Чэн Цзы коротко свистнула, и пухлая индейка неуверенно подлетела к крыше. Чэн Цзы запрыгнула на нее, посмотрела на меня и без всякого выражения сказала:
— Залезай.
Лаода подошла ко мне, обняла за плечи одной рукой, держа огнетушитель в другой, и прошептала мне на ухо:
— Скажи, она как будто одержимая, да?
Чэн Цзы прищурилась. Очевидно, она услышала.

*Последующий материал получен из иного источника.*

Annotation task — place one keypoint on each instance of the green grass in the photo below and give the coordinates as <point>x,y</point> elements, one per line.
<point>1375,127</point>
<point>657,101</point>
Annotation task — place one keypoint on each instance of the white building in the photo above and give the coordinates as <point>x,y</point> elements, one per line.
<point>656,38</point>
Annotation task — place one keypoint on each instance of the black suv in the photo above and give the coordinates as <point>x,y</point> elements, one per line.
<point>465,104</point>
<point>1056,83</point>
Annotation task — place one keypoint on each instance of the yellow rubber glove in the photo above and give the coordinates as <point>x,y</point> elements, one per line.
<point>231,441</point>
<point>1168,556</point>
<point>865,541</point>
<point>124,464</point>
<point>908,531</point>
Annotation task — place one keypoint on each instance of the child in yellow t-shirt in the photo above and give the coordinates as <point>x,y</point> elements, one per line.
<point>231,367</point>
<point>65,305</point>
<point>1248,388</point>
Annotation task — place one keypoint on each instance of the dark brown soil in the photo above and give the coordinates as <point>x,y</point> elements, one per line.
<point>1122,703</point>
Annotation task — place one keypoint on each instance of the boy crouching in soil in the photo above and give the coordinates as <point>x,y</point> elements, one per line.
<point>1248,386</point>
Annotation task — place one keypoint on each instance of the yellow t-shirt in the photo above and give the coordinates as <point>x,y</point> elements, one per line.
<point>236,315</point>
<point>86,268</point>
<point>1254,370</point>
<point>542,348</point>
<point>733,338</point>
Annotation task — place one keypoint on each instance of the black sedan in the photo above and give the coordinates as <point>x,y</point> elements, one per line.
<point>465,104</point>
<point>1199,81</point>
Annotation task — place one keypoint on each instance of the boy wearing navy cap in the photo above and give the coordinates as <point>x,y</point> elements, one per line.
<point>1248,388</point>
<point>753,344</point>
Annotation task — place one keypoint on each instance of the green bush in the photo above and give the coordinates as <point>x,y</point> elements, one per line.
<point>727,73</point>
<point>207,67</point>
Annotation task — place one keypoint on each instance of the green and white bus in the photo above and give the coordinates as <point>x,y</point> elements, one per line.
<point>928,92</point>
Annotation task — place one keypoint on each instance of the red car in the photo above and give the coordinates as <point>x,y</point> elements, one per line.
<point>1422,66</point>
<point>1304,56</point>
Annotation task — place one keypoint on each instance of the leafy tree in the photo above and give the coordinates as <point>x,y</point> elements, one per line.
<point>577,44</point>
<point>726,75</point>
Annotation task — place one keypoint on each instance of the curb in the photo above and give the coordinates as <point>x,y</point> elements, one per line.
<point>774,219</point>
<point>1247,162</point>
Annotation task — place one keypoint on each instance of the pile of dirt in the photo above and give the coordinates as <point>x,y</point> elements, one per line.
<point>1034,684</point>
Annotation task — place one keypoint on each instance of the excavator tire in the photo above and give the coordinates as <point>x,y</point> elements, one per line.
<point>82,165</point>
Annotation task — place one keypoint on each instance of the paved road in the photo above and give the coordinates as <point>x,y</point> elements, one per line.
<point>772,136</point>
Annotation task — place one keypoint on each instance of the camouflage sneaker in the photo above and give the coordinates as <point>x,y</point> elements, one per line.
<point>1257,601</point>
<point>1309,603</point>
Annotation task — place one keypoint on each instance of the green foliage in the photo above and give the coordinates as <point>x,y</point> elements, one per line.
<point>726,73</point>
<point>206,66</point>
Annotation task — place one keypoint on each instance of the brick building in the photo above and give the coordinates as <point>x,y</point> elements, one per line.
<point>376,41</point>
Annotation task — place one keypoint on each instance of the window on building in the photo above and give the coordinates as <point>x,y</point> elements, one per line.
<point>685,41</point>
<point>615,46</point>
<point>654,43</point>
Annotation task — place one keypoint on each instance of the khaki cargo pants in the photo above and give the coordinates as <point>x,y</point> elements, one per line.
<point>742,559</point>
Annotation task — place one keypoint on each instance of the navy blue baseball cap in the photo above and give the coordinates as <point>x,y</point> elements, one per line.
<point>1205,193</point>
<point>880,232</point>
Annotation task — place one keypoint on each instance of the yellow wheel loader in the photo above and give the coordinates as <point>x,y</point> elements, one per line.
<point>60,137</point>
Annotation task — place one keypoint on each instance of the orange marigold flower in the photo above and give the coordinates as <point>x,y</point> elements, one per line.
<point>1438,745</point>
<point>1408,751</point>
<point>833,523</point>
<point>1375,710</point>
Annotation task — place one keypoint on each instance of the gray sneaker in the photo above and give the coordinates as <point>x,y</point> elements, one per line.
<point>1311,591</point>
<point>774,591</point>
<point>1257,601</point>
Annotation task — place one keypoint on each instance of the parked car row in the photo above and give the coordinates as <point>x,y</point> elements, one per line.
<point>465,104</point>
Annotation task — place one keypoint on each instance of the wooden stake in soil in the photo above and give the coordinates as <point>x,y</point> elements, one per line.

Лаода вызывающе посмотрела на нее и, обращаясь ко мне, но глядя на Чэн Цзы, сказала:
— Или пьяная.
Чэн Цзы промолчала и продолжала смотреть на нас.
Лаоду разозлило ее поведение, и она выругалась:
— Вот же…!
Я потянула Лаоду за рукав:
— Чэн Цзы, ты же обещала, что если мы приедем к тебе, ты обеспечишь нам еду, жилье и дорогу туда и обратно. Это еще в силе?
Чэн Цзы слегка шевельнулась и ответила:
— С едой и жильем проблем нет. А вот с обратной дорогой могут быть сложности.
Я решила проигнорировать вторую часть ее ответа и продолжила:
— Чэн Цзы-сан, быстро подавай нам императорский пир в пятизвездочном отеле! Сегодня звезды благоволят тебе, а удача стучится в твои двери! Лаода-императрица сегодня выбрала тебя!
Лаода фыркнула:
— Не надо рассказывать ей свои плоские шутки.
Чэн Цзы, помолчав, ответила:
— Благодарю за милость.
Пароль совпал. Мои сомнения рассеялись. Я вместе с Лаодой бросилась на Чэн Цзы и начала ее колотить:
— Чтоб тебя, принцесса Недотрога! Сейчас задушу!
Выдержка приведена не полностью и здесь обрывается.